The Fed in its policy review from December 14 to 15 said it would speed up its tapering of asset purchases amid the improving US economy.
On Wednesday, the US central bank officials also said they expect up to three rate increases this year. Investor worries on rising coronavirus infections had caused the peso to depreciate.
The US dollar posted a stellar 2021 performance, gaining against almost all currencies. The US dollar Index (DXY) strengthened 6.4 per cent. Investors expect the strong dollar to continue this year due to the Fed’s monetary tightening.
Inflation threat looms
Analysts opine that rising commodity prices, especially oil, is likely to push up domestic inflation that will be a major worry for the Bangko Sentral ng Pilipinas (BSP), the country's central bank, in the months ahead.

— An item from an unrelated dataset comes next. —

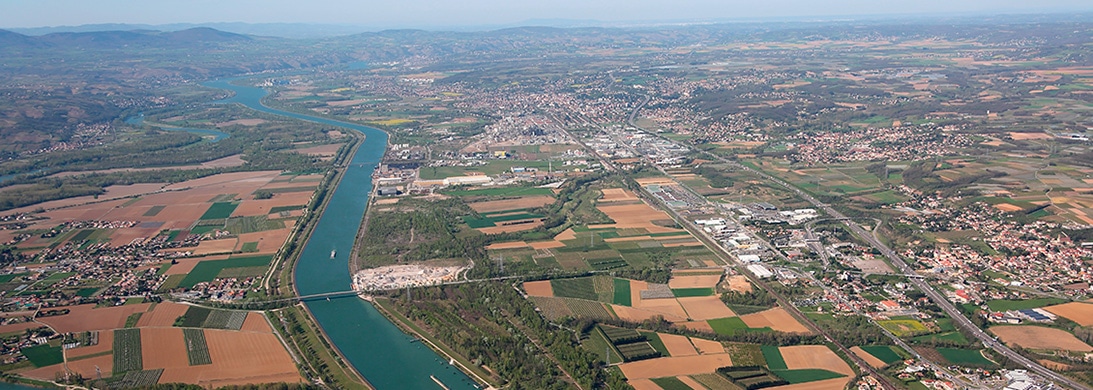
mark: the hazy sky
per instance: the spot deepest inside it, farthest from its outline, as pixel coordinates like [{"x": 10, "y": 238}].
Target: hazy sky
[{"x": 424, "y": 13}]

The BSP is likely to face a monetary policy dilemma on whether to continue a loose monetary policy to support the pandemic-impacted local economy or target the rising inflationary threat, the analysts opined.
They further added that a weakening peso is also likely to inflate the foreign debts of the government and exacerbate the currency weakness, that could force the central bank to act.

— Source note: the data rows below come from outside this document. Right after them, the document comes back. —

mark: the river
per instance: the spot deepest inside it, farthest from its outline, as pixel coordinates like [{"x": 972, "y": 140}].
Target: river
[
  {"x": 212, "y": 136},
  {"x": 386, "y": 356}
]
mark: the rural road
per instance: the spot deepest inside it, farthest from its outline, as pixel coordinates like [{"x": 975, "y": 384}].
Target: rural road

Will remittances stay resilient?
The silver lining in the peso’s weakness is that it is likely to boost remittances of Filipino expatriates as they take advantage of the favaourable exchange rates, adding to the forex reserves of the country.
Cash remittances from Filipinos working overseas was unaffected by the pandemic with the inflows totaling $29.9 billion in 2020.
It is widely expected that combined with the resilient remittances, dollar flows into the Philippines from overseas will post a bigger surplus this year than initially expected as exports start to recover.